Single GPU issue

toyotahead

New Member
Nov 28, 2022
4
0
1
I have a system where there is no graphics in the cpu, only the pci-e gpu add in card. I am having problems successfully using the gpu with a VM. I am hoping I have missing something silly, and someone here can point me in the right direction. (If there is any required but missing information below please let me know.)
The system boots to the kernel selection menu immediately after posting.
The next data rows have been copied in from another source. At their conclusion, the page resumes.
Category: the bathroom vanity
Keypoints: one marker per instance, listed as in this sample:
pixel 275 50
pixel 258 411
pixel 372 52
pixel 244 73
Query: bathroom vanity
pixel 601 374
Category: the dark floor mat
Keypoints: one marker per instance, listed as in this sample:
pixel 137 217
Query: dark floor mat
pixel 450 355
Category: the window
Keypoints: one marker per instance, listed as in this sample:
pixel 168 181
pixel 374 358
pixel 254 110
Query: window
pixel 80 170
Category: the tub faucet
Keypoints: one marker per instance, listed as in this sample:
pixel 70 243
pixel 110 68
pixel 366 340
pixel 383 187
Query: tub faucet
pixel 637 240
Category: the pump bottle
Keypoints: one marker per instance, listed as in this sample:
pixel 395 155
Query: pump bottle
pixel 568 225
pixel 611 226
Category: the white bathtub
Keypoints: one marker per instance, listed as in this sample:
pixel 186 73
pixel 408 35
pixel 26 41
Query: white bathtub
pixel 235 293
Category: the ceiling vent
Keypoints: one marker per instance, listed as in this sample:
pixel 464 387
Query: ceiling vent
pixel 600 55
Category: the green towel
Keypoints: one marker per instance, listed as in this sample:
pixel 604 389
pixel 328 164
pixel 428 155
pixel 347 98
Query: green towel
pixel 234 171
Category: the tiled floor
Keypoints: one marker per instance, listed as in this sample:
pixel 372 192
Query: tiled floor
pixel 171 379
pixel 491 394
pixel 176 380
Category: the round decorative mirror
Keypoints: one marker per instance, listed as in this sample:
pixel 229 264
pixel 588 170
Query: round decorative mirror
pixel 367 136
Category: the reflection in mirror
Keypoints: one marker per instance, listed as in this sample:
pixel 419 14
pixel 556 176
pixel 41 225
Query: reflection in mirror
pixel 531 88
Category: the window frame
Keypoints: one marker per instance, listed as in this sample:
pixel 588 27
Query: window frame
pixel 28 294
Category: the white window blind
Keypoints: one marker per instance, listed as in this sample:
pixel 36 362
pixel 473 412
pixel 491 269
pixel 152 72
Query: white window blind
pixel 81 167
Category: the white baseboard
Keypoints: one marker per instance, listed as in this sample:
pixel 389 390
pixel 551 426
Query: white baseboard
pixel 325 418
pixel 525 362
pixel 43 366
Once it starts loading the kernel the display goes black and I do not see the rest of the booting process nor the console. I only get to see the kernel selection that is it. I understand this is expected behaviour. I also understand I loose the ability to access the local console. That said the monitor does not turn off (monitor stays awake), just all black. Now with the proxmox GUI accessable I go and start the VM. When I do so there is a very quick flicker on the monitor, then the monitor turns off. From this point forward the monitor will not stay on with the VM running or not.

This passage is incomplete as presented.